Fonte: AltrePagine (https://www.altrepagine.it/index.php/2023/10/16/ndrangheta-nella-sibaritide-di-cicco-ammazzato-perche-parlava-con-gli-sbirri-sacchetti-ucciso-e-poi-frantumato-per-disperderne-i-resti/)
CORIGLIANO-ROSSANO – Attirato in una trappola a Torretta di Crucoli. Raggiunto dai colpi d’una pistola calibro 38 appena sceso dall’auto guidata dall’oggi “pentito” Ciro Nigro.
Salvatore Di Cicco, cassanese di Sibari, detto sparami n’piettu, fu ammazzato, secondo quanto dichiarato dai collaboratori di giustizia Nicola Acri e Ciro Nigro, dal coriglianese Rocco Azzaro e dai cirotani Giuseppe Spagnolo e Giuseppe Nicastri, oltre che da loro stessi che pure all’omicidio vi parteciparono.
Nell’ordinanza cautelare in carcere firmata dal giudice per le indagini preliminari del Tribunale di Catanzaro, Gabriella Pede, e notificata oggi agl’indagati da parte dei carabinieri del Ros, si legge che gli esponenti delle organizzazioni di ‘ndrangheta di Cirò Marina, Cassano Jonio e Corigliano, «fra loro alleate», deliberarono la morte di Di Cicco, attirandolo in una trappola, grazie alla complicità di Nigro e di un altro soggetto ora defunto (ammazzato), Eduardo Pepe.

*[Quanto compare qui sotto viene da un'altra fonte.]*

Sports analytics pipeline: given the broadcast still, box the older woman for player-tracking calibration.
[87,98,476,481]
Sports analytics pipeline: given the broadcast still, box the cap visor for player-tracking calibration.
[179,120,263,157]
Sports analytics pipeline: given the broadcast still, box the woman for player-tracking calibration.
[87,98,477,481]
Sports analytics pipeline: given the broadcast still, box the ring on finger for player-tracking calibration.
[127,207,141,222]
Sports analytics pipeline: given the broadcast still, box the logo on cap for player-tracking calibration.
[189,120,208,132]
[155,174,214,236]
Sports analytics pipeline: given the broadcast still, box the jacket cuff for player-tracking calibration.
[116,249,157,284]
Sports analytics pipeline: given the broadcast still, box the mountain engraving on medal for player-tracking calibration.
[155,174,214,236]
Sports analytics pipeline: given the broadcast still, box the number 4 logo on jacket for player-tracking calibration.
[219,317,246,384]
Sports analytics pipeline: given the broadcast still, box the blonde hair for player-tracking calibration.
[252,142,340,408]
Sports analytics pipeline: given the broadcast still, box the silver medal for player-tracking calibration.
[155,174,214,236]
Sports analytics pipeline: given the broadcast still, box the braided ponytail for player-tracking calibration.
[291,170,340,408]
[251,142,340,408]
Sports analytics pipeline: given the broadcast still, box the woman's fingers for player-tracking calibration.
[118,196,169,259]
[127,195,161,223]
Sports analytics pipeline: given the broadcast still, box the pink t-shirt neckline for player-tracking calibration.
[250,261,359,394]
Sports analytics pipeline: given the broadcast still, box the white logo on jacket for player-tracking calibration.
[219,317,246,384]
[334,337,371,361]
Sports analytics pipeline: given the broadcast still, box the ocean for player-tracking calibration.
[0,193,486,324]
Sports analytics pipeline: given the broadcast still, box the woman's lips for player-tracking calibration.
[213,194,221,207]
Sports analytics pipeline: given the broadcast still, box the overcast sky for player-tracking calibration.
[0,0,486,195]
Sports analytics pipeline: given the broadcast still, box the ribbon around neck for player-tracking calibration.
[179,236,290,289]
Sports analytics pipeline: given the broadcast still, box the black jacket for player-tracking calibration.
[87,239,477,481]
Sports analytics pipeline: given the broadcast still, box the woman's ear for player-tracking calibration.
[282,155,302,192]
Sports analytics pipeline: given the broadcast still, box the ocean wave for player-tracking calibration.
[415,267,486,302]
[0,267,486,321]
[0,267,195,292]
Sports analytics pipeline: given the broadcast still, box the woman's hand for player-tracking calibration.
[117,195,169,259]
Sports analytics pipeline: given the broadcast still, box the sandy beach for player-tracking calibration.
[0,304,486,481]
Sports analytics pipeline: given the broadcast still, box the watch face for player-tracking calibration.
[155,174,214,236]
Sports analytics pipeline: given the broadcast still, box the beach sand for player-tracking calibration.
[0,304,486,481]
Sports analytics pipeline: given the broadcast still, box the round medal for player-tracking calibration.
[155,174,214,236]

Il quintetto ‘ndranghetista avrebbe imposto a Di Cicco di recarsi a Cirò «con il pretesto di concludere un acquisto e trasporto di armi unitamente a Ciro Nigro».
Nigro, «informato del mandato omicidiario direttamente da Rocco Azzaro e Nicola Acri, a bordo della Fiat Bravo a lui in uso, unitamente alla vittima» avrebbe condotto Di Cicco presso il lungomare di Torretta di Crucoli per consegnarlo a «Giuseppe Spagnolo detto ‘U Banditu, e Peppe Nicastri, i quali, unitamente ad altri rimasti allo stato sconosciuti», che avrebbero bloccato immediatamente Di Cicco una volta che il sibarita scese dall’auto esplodendogli contro i colpi d’una pistola calibro 38.
L’esecutore materiale, raccontano i due “pentiti”, sarebbe stato Spagnolo, il quale, poi, «grazie all’ausilio dei mezzi meccanici in uso all’azienda di Giuseppe Nicastri, ne occultavano il cadavere, interrandolo».
La Procura distrettuale Antimafia Catanzaro – nelle persone dei pubblici ministeri Stefania Paparazzo, Domenico Guarascio e Parolo Sirleo, oltre che dei procuratori aggiunti Vincenzo Capomolla e Giancarlo Novelli e del procuratore Nicola Gratteri – che ha richiesto e ottenuto l’ordinanza cautelare del gip, ritiene che Di Cicco, ucciso il 1° settembre del 2001, sia stato eliminato perché gli ‘ndranghetisti di Cassano e Corigliano ipotizzavano che fosse un confidente delle forze dell’ordine, «parlava con gli sbirri». E per questo motivo doveva essere ammazzato senza farne trovare il cadavere.